By contrast, use of the mescaline-containing cacti–the San Pedro of the Andes, and the peyote of the north Mexico and south Texas desert–is expanding. The Native American Church, which uses the peyote as its sacrament, is thriving, with over a quarter of a million members. San Pedro curanderos or shamans, who until recently were only to be found along the coasts of Peru and Ecuador, can now be encountered everywhere from California to Goa, Ibiza to Thailand. In the century since it was first synthesized, mescaline has gone from scientific and popular sensation to virtual extinction.

Psychologists and neurologists, particularly in Germany, conducted trials on dozens of subjects that generated hundreds of pages of reports of dazzling visions, bizarre sensations and cosmic revelations. Avant-garde painters worked under its influence, and it was administered under clinical supervision to philosophers such as Jean-Paul Sartre and Walter Benjamin. By the 1950s, with psychiatry’s biomedical turn, it was being widely used in schizophrenia research, the context in which Huxley encountered it. These qualities establish Yale University Press as a world-class global publisher, whose values are reflected broadly in our dealings with our authors, partners, booksellers, customers, and readers.

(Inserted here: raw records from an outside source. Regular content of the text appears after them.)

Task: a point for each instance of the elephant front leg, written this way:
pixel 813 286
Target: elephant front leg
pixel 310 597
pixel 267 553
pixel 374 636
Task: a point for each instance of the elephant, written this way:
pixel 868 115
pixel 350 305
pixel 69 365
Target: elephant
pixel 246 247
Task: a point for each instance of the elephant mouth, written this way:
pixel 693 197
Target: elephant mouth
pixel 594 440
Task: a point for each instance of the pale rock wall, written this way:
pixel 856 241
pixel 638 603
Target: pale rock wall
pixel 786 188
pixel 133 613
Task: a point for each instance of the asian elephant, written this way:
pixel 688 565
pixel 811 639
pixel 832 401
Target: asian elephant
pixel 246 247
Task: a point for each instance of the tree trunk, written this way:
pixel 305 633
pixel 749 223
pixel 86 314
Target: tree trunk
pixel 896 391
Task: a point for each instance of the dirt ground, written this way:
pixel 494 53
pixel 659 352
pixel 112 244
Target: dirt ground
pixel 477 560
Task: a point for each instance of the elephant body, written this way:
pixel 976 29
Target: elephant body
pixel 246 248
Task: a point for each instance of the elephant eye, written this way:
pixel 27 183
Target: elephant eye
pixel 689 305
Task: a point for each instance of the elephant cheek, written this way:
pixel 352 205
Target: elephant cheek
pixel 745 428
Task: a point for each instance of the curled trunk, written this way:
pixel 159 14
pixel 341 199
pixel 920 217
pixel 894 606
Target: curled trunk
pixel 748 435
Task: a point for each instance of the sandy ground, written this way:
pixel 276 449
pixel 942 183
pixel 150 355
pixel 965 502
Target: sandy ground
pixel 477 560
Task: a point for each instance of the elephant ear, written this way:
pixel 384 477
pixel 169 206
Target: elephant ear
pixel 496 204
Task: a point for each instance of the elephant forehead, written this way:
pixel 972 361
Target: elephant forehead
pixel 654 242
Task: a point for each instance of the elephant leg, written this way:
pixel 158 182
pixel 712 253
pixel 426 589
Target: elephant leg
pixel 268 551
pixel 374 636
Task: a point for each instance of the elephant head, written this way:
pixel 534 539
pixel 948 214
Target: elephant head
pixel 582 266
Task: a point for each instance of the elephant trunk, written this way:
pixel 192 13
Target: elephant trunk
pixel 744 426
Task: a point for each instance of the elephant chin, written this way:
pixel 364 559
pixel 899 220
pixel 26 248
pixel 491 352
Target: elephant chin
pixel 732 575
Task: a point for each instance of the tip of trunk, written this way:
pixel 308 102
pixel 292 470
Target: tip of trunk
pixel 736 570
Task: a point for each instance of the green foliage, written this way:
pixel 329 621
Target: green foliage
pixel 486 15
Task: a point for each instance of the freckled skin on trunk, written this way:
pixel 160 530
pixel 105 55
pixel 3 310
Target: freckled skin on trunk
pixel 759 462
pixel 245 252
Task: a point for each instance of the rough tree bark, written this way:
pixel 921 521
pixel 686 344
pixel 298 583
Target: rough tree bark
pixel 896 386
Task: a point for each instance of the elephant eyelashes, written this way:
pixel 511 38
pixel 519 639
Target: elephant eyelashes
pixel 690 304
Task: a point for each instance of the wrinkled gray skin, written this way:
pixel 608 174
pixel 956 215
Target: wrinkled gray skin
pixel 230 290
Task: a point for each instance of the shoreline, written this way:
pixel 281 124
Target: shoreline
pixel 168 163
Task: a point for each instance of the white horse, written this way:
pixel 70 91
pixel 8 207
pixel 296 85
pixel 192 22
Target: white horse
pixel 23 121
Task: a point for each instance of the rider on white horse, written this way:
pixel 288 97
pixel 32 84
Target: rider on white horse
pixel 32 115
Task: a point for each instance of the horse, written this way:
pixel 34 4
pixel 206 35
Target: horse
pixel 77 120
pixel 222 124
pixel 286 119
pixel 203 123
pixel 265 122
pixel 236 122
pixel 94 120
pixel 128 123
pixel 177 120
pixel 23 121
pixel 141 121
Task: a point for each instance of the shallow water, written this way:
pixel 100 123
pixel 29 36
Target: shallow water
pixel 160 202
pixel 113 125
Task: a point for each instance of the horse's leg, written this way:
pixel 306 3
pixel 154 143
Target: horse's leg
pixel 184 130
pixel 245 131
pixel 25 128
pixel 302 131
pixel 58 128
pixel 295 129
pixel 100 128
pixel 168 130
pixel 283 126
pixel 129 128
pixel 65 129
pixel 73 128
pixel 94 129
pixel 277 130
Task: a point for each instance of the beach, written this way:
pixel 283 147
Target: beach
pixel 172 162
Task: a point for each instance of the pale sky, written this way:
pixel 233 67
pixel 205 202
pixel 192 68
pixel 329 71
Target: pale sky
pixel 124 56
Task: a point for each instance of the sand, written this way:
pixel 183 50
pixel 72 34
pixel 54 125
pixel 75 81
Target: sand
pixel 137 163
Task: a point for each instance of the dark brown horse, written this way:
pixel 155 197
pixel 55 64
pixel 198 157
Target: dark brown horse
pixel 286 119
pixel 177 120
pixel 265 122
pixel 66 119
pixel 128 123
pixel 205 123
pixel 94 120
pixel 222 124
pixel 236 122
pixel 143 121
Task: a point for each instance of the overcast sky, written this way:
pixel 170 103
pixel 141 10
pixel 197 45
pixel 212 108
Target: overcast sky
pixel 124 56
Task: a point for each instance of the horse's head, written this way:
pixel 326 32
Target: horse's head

By the 1920s, with wider availability of the drug, both of mescaline’s personae were under investigation. On the other, mescaline’s capacity for opening the world to the conscious mind was drawing ever more interest, including from a group at Heidelberg University. In Leipzig, Germany, the chemist Arthur Heffter isolated a series of alkaloids from peyote (some of it provided by Parke-Davis). In self-experiments in 1897, he found that one of them produced the psychic effects ascribed to eating buttons from the peyote cactus. He called his alkaloid mescaline (probably because there was still confusion at that time about peyote and mescal, an extract from a toxic bean, both being in common use among native tribes in the American Southwest).

They fled, but even for those who stayed, human awareness under National Socialism could perforce no longer be about the individual but had to be about the Volk. People whose mental states conflicted with the purported welfare of the people or the good of the race would be treated through acceptable-to-Nazism therapeutic methods, or they would be among the tens of thousands of Lebensunwertes Lebens, life unworthy of life, and therefore assassinated. The mescaline produced through Heffter’s process was marketed by the German chemical giant Merck beginning in 1894. A de novo synthesis was published by the Austrian chemist Ernst Späth in 1919, and by 1926 Merck’s chemists had developed their own synthesis. But as a pharmaceutical industry product, mescaline needed a medical use.

Philip Alcabes considers Mike Jay’s biography of the psychedelic drug mescaline.

By publishing serious works that contribute to a global understanding of human affairs, Yale University Press aids in the discovery and dissemination of light and truth, lux et veritas, which is a central purpose of Yale University. The publications of the Press are books and other materials that further scholarly investigation, advance interdisciplinary inquiry, stimulate public debate, educate both within and outside the classroom, and enhance cultural life. In its commitment to increasing the range and vigor of intellectual pursuits within the university and elsewhere, Yale University Press continually extends its horizons to embody university publishing at its best. The compound itself is a trimethoxylated derivative of phenethylamine. This psychedelic alkaloid occurs naturally in several plant species, the most well-known of which are the peyote and San Pedro cacti. Its effects include brilliant visual hallucinations and altered perceptions of time and self-awareness.